What themes do you pursue? Is there an underlying message in your work?
“Each body of work emerges from research yet embraces the play and unpredictability of process. Paint is allowed to flow, surfaces are built up through gesture, and meaning arises from the dialogue between intention and materiality. The resulting works invite audiences to enter through their aesthetic immediacy and remain to consider deeper connections with landscape, fragility, and emotional resonance.”
How would you describe your work?
“In the studio, I work mostly with oils on canvas or linen. My paintings often carry an allegorical quality, reflecting on the fragility of the environment and the ways we balance (and sometimes fail to balance) with the world around us. Recently, I’ve been exploring the ‘Pond’ as a metaphor — a small, contained world that speaks to bigger questions about harmony, discord, resilience, and care. I love contrasts: figure against field, mark against landscape, moments of balance alongside imbalance. For me, these relationships echo the push and pull of life, and I want viewers to feel both the beauty and tension in that space. I usually work in series, beginning with a researched idea but always leaving space for play and surprise. Paint has its own life — it flows, resists, and leaves traces — and I try to let that material energy shape the work. At its core, my practice is about connection: drawing people in through the visual language of colour and form, and opening space for reflection on fragility, landscape, and emotional resonance.”
Which artists influence you most?
“My influences stretch from modernist painters like Cézanne and Franz Kline to artists such as Eva Hesse, Agnes Martin, Jenny Holzer, and Tracey Emin — all of whom expanded the language of painting, text, and form in ways that continue to inspire me.”
“My paintings often carry an allegorical quality, reflecting on the fragility of the environment and the ways we balance (and sometimes fail to balance) with the world around us.”
What is your creative process like?
“I usually work in series, beginning with a researched idea but always leaving space for play and surprise. Paint has its own life — it flows, resists, and leaves traces — and I try to let that material energy shape the work.”

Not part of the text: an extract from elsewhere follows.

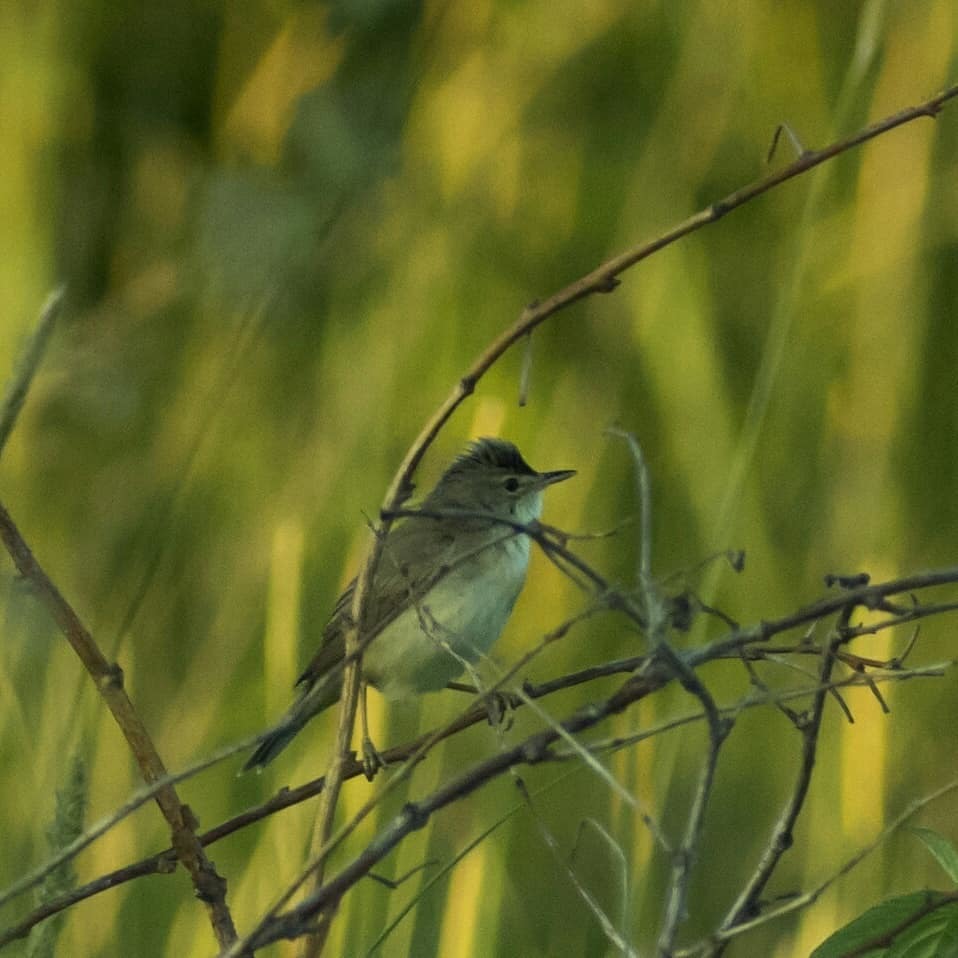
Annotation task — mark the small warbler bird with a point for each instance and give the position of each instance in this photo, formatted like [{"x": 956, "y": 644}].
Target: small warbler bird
[{"x": 444, "y": 587}]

What is an artist’s role in society and how do you see that evolving?
“An artists role is to give voice to the hidden and the unseen- the unnoticed in the world.”
Have you had any noteworthy exhibitions you'd like to share?

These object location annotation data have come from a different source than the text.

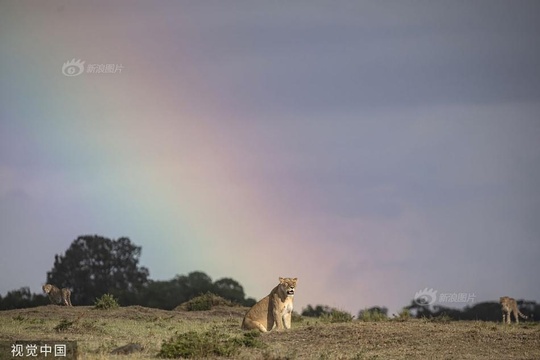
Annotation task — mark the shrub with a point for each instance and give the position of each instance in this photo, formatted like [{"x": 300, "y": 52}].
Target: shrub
[
  {"x": 336, "y": 315},
  {"x": 204, "y": 302},
  {"x": 372, "y": 315},
  {"x": 193, "y": 344},
  {"x": 105, "y": 302},
  {"x": 64, "y": 325},
  {"x": 404, "y": 315}
]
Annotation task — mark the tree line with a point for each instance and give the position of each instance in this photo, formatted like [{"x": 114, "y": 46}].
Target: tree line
[
  {"x": 94, "y": 265},
  {"x": 484, "y": 311}
]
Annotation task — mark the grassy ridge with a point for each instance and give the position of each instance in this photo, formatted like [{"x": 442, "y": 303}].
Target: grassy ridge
[{"x": 98, "y": 332}]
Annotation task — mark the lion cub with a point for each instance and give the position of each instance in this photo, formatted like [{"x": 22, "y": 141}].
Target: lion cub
[
  {"x": 57, "y": 296},
  {"x": 508, "y": 306},
  {"x": 274, "y": 309}
]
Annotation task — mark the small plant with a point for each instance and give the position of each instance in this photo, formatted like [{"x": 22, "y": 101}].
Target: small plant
[
  {"x": 106, "y": 302},
  {"x": 404, "y": 315},
  {"x": 204, "y": 302},
  {"x": 64, "y": 325},
  {"x": 250, "y": 339},
  {"x": 193, "y": 344},
  {"x": 336, "y": 315},
  {"x": 372, "y": 315},
  {"x": 296, "y": 317}
]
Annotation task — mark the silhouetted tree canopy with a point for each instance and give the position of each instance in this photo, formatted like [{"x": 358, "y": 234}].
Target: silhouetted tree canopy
[
  {"x": 95, "y": 265},
  {"x": 22, "y": 298}
]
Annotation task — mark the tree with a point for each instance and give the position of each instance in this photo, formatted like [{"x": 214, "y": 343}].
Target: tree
[
  {"x": 95, "y": 265},
  {"x": 229, "y": 289},
  {"x": 316, "y": 311},
  {"x": 22, "y": 298}
]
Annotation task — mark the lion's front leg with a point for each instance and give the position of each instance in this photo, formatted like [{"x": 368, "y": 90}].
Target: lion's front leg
[
  {"x": 278, "y": 316},
  {"x": 287, "y": 320}
]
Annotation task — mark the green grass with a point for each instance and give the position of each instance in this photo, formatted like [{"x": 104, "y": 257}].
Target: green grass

“I have spent a lifetime working in partnership and often been seen as an arts activist, working behind the scenes to push other’s voices forward. I have worked with the Scottish Government and NGOs in partnership, in Scotland to deliver young people’s multi media arts projects, which in turn informs research at a political level. My work has been selected for the Royal Academy, Royal Scottish Academy, and I have had solo shows at the Crawford Art Centre St. Andrews, Meffan Institute, Greg Flint, Auckland, Drawing Room Auckland. I have also worked in partnership with LINLEY to deliver an exhibition in Pimlico.”